I am trying to loop over multiple different child classes of a parent. Ideally I would like to save the child objects in a vector of smart pointers. The following outputs "Update idle" for every call to the method Update. I would like for the call to be the overridden variants of the method. What is the best way of solving this problem?

#include <iostream>
#include <memory>
#include <vector>

class Foo
{
public:
    virtual void Update(){
        std::cout << "Update idle" << std::endl;
    }; 
};

class Foo1 : public Foo
{
public:
    void Update() override
    {
        std::cout << "Update Foo1" << std::endl;
    }
};

class Foo2 : public Foo
{
    void Update() override
    {
        std::cout << Bar() << std::endl;
    }

    std::string Bar(){
        return "Update Foo2";
    }
};


int main() {
    std::vector<std::shared_ptr<Foo>> vec{
        std::make_shared<Foo>(Foo{}), 
        std::make_shared<Foo>(Foo1{}), 
        std::make_shared<Foo>(Foo2{})
    };

    for (auto &&ptr : vec)
    {
        ptr->Update();
    }
}   

CodePudding user response：

std::make_shared<T>(args) creates an new instance of T, passing args to T's constructor, and then returns that instance in a std::shared_ptr<T>.

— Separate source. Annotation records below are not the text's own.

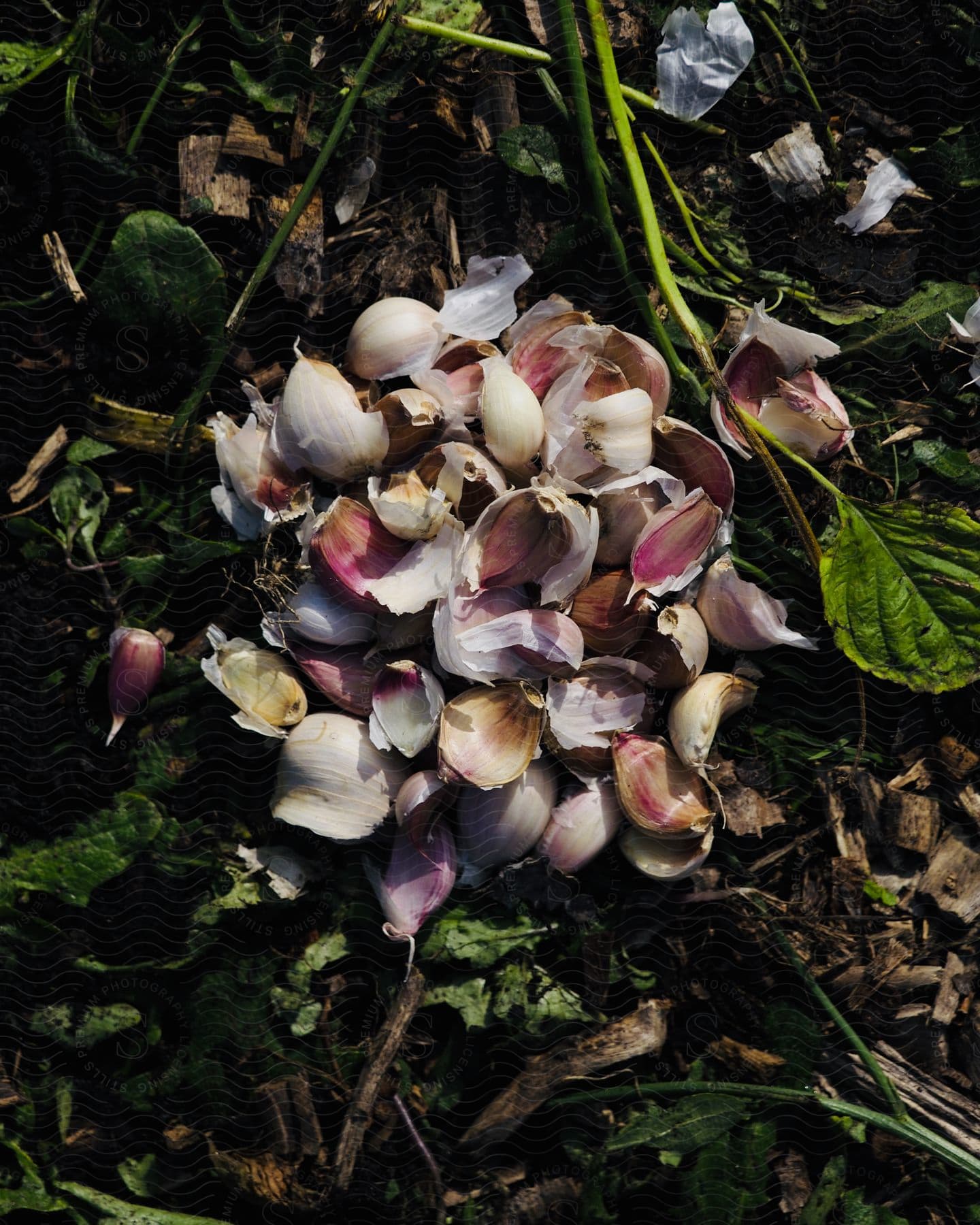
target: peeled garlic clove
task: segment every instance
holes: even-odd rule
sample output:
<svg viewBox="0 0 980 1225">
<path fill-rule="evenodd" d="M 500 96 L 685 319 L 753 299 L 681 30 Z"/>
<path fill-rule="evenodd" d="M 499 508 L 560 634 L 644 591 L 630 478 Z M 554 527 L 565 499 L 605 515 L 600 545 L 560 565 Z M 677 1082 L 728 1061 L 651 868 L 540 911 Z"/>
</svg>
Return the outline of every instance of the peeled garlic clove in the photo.
<svg viewBox="0 0 980 1225">
<path fill-rule="evenodd" d="M 615 786 L 608 780 L 587 779 L 581 790 L 551 812 L 537 850 L 551 867 L 571 876 L 612 842 L 621 824 Z"/>
<path fill-rule="evenodd" d="M 513 782 L 535 756 L 543 724 L 544 698 L 528 685 L 466 690 L 442 710 L 440 778 L 480 788 Z"/>
<path fill-rule="evenodd" d="M 429 540 L 448 510 L 441 489 L 430 490 L 417 472 L 396 472 L 383 483 L 368 481 L 368 501 L 382 524 L 399 540 Z"/>
<path fill-rule="evenodd" d="M 684 688 L 708 662 L 708 631 L 690 604 L 671 604 L 657 617 L 657 633 L 644 638 L 637 658 L 653 673 L 655 688 Z"/>
<path fill-rule="evenodd" d="M 289 653 L 334 706 L 348 714 L 371 713 L 371 691 L 382 668 L 380 660 L 365 659 L 363 649 L 296 641 L 289 643 Z"/>
<path fill-rule="evenodd" d="M 686 587 L 701 572 L 720 526 L 722 512 L 703 489 L 688 494 L 680 506 L 658 511 L 633 545 L 633 590 L 664 595 Z"/>
<path fill-rule="evenodd" d="M 163 675 L 167 650 L 148 630 L 123 627 L 109 635 L 110 745 L 131 714 L 138 714 Z"/>
<path fill-rule="evenodd" d="M 717 442 L 674 417 L 659 417 L 653 423 L 653 437 L 658 468 L 680 478 L 685 489 L 703 489 L 725 514 L 731 513 L 735 474 Z"/>
<path fill-rule="evenodd" d="M 366 838 L 405 774 L 404 758 L 375 748 L 363 719 L 307 714 L 279 755 L 272 815 L 334 842 Z"/>
<path fill-rule="evenodd" d="M 201 671 L 239 708 L 234 722 L 263 736 L 285 736 L 283 728 L 306 714 L 306 695 L 282 655 L 262 650 L 246 638 L 228 638 L 217 626 L 207 628 L 214 654 L 201 660 Z"/>
<path fill-rule="evenodd" d="M 544 439 L 544 414 L 538 397 L 503 358 L 486 358 L 479 414 L 490 454 L 511 470 L 526 468 Z"/>
<path fill-rule="evenodd" d="M 816 650 L 812 638 L 786 627 L 786 605 L 761 587 L 739 578 L 731 557 L 719 557 L 701 581 L 697 609 L 708 633 L 735 650 L 764 650 L 779 644 Z"/>
<path fill-rule="evenodd" d="M 428 668 L 409 659 L 385 664 L 371 695 L 371 742 L 414 757 L 435 736 L 445 704 L 442 686 Z"/>
<path fill-rule="evenodd" d="M 698 838 L 657 838 L 631 826 L 620 835 L 620 850 L 637 871 L 654 881 L 682 881 L 701 867 L 713 842 L 713 829 Z"/>
<path fill-rule="evenodd" d="M 428 370 L 445 334 L 439 314 L 414 298 L 382 298 L 350 328 L 347 364 L 361 379 L 394 379 Z"/>
<path fill-rule="evenodd" d="M 702 673 L 670 703 L 666 726 L 677 757 L 692 769 L 708 764 L 718 728 L 756 699 L 758 685 L 737 673 Z"/>
<path fill-rule="evenodd" d="M 650 600 L 646 592 L 631 598 L 632 586 L 628 570 L 610 570 L 590 578 L 576 594 L 568 615 L 590 650 L 625 655 L 646 632 L 652 616 Z"/>
<path fill-rule="evenodd" d="M 506 786 L 492 791 L 464 788 L 456 806 L 461 883 L 478 884 L 490 869 L 513 862 L 530 850 L 557 799 L 555 774 L 552 764 L 530 762 Z"/>
<path fill-rule="evenodd" d="M 620 806 L 644 833 L 684 838 L 703 833 L 714 820 L 703 780 L 663 736 L 617 731 L 612 767 Z"/>
<path fill-rule="evenodd" d="M 342 484 L 376 472 L 388 450 L 380 413 L 365 413 L 336 366 L 299 356 L 285 381 L 271 445 L 288 468 Z"/>
</svg>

As such, your code is not dynamically creating any Foo1 or Foo2 object for the vector at all. It is creating 3 dynamic Foo objects, all of which are copy-constructed from temporary Foo, Foo1 and Foo2 objects.

In other words:

std::make_shared<Foo>(Foo{}) is equivalent to new Foo(Foo{})

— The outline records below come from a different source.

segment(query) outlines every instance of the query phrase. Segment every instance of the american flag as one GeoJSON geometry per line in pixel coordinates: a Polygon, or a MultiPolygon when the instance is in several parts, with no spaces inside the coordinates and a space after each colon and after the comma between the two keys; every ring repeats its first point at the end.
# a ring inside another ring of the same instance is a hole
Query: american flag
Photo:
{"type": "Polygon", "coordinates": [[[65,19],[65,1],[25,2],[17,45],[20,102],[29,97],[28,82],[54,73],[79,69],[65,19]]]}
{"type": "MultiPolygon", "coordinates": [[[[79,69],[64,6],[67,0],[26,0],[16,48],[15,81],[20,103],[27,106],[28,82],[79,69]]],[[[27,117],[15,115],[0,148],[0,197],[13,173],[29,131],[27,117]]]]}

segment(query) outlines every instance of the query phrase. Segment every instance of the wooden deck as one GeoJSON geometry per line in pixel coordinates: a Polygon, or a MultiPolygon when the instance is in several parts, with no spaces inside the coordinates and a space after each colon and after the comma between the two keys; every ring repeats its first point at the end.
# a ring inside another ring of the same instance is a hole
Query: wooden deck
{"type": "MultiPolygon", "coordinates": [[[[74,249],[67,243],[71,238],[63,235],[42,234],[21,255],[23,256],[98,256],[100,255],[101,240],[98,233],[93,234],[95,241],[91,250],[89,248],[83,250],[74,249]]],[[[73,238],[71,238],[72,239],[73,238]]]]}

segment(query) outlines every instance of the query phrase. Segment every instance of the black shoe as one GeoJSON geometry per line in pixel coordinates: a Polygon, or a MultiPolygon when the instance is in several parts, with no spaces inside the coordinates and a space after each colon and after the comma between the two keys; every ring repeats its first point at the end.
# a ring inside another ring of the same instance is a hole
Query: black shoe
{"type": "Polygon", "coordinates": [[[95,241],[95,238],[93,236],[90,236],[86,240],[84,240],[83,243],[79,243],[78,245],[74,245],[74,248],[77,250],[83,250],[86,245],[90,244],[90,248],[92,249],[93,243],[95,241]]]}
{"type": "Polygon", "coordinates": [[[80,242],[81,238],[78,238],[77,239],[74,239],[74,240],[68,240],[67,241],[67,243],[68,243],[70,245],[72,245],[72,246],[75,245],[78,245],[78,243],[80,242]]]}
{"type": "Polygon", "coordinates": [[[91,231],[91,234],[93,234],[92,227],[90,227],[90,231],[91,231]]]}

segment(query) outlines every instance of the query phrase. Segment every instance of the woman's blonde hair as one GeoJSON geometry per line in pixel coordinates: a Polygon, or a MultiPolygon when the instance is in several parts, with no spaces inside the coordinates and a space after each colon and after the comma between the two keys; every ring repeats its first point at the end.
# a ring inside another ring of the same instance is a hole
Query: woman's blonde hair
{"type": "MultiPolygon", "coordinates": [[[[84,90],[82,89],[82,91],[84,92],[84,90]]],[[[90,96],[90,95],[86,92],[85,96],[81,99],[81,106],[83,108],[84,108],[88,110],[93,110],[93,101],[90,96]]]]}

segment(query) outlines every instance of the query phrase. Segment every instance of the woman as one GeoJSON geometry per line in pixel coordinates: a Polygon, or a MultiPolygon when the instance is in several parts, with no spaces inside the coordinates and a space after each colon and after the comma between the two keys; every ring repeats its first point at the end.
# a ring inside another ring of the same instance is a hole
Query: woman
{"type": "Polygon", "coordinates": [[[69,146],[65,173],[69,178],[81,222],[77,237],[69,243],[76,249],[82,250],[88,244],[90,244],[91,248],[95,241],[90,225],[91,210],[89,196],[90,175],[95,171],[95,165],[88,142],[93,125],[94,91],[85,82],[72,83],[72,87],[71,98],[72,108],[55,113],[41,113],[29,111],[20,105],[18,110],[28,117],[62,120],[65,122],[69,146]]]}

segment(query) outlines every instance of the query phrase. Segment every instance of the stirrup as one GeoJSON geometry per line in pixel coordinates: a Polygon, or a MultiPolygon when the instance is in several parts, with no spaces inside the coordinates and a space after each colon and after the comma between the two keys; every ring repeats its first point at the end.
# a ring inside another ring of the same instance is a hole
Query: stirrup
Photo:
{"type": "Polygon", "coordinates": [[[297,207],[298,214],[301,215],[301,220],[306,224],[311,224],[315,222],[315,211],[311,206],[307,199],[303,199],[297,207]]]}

std::make_shared<Foo>(Foo1{}) is equivalent to new Foo(Foo1{})

std::make_shared<Foo>(Foo2{}) is equivalent to new Foo(Foo2{})

You actually want the equivalent of new Foo, new Foo1 and new Foo2, so use this instead:

std::vector<std::shared_ptr<Foo>> vec{
    std::make_shared<Foo>(), 
    std::make_shared<Foo1>(), 
    std::make_shared<Foo2>()
};

Online Demo

Even though your std::vector holds std::shared_ptr<Foo> elements, but std::make_shared<Foo1>() will return a std::shared_ptr<Foo1>() and std::make_shared<Foo2>() will return a std::shared_ptr<Foo2>(), this is OK because std::shared_ptr<Foo1> and std::shared_ptr<Foo2> are convertible to std::shared_ptr<Foo> by virtue of the fact that Foo1 and Foo derive from Foo.